I find the quiet of the indoors unnerving, yet the cacophonies
That haunt the woodland in the dead of night
Appear vastly more unwelcoming
To those who are muffled by the stillness of my bedroom.
Instead, I leave before the stars
Have smeared the sky with black,
Concealing the illustrious hues of
Denim, ultraviolet, and indigo.
There is nothing to fear under
The comfort of the setting sun,
As the fireflies nestle to sleep in leaves
And the shadowed predators hide,
Awaiting their penumbral cloak with which
To prowl the reflection of the heavens.
I heard one night that the predators hunt us
As we cozy up beneath mountains of pelt
And the corners of our blankets hug us close.
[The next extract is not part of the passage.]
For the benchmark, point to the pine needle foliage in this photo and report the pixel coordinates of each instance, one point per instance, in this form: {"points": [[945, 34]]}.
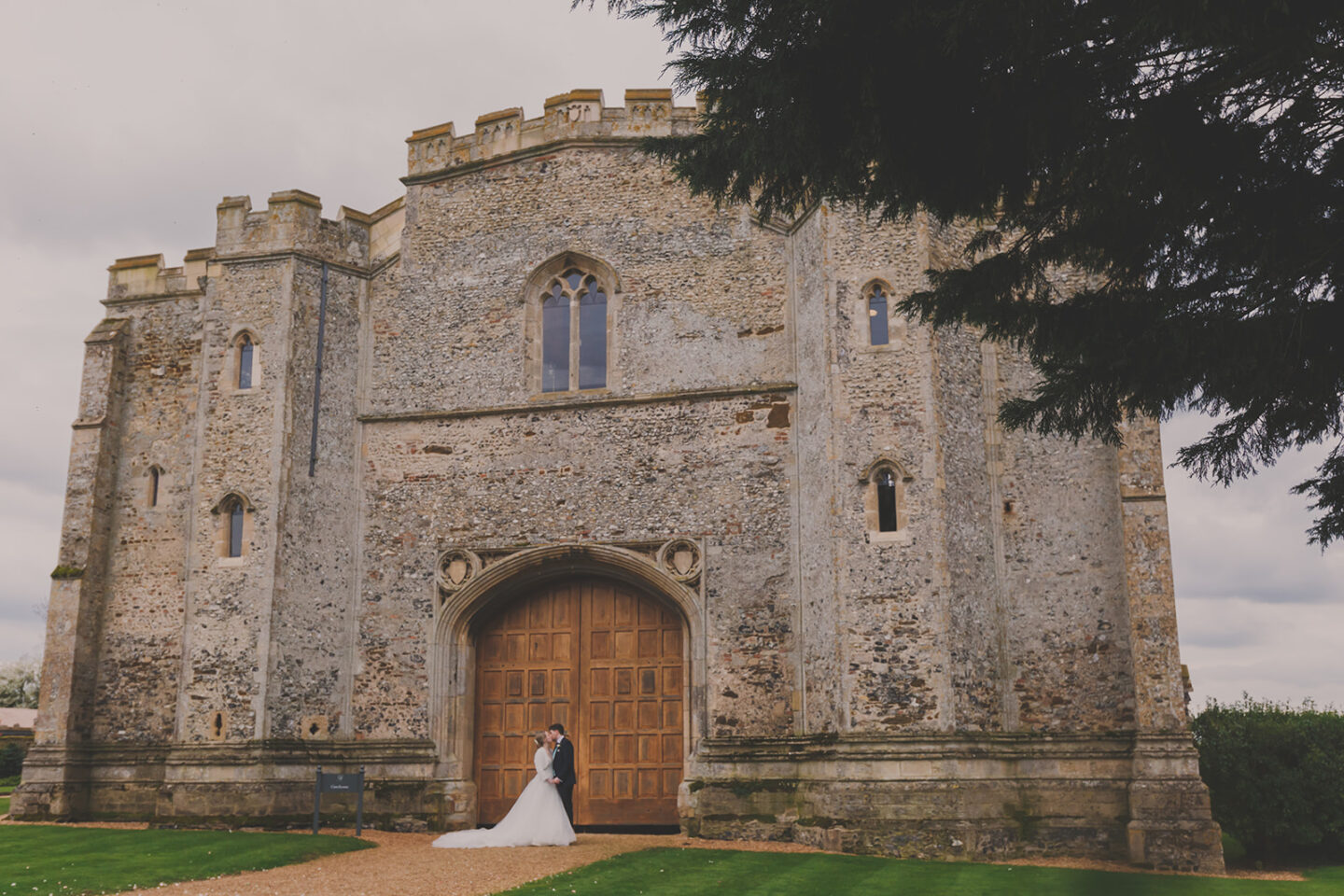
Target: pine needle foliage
{"points": [[1182, 153]]}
“What an awful notion,” I thought to myself,
For I, too, cling to my robes as the night trickles in,
And fear the untimely fates of those
Who dare to creep out after dark.
Yet, as the days twitch onwards,
And the nights grow colder,
The moonlight clouds peep through my window
And whisper dirty secrets in my quivering ear;
They keep watchful deep into the dawn,
As though the daily inception of new ideas
Will be enough to make me penetrate the shadows.
I know of the horrors that writhe beneath
The gauntlet of stars that I’ll never quite reach.
I know of the beasts that hunt me as I lay
Sleepless in sheets, sweat drenching my brow.
I know, if I dare to venture into the night,
I may find that I know not a thing at all,
And that the monsters that I was told
Were stalking my shaking breath,
Were no more than the crippling fear
Trickling down the walls of my room.
I know I could brave the shadowy expanse,
But I am afraid of twilight,
And the horrors that I’ve been told lie within it.
Instead, I will linger within my demin, ultraviolet,
And indigo, whose dusted hues are enough
To fill my craving for the great beyond,
And keep me snuggled beneath my window
Once the sun has set.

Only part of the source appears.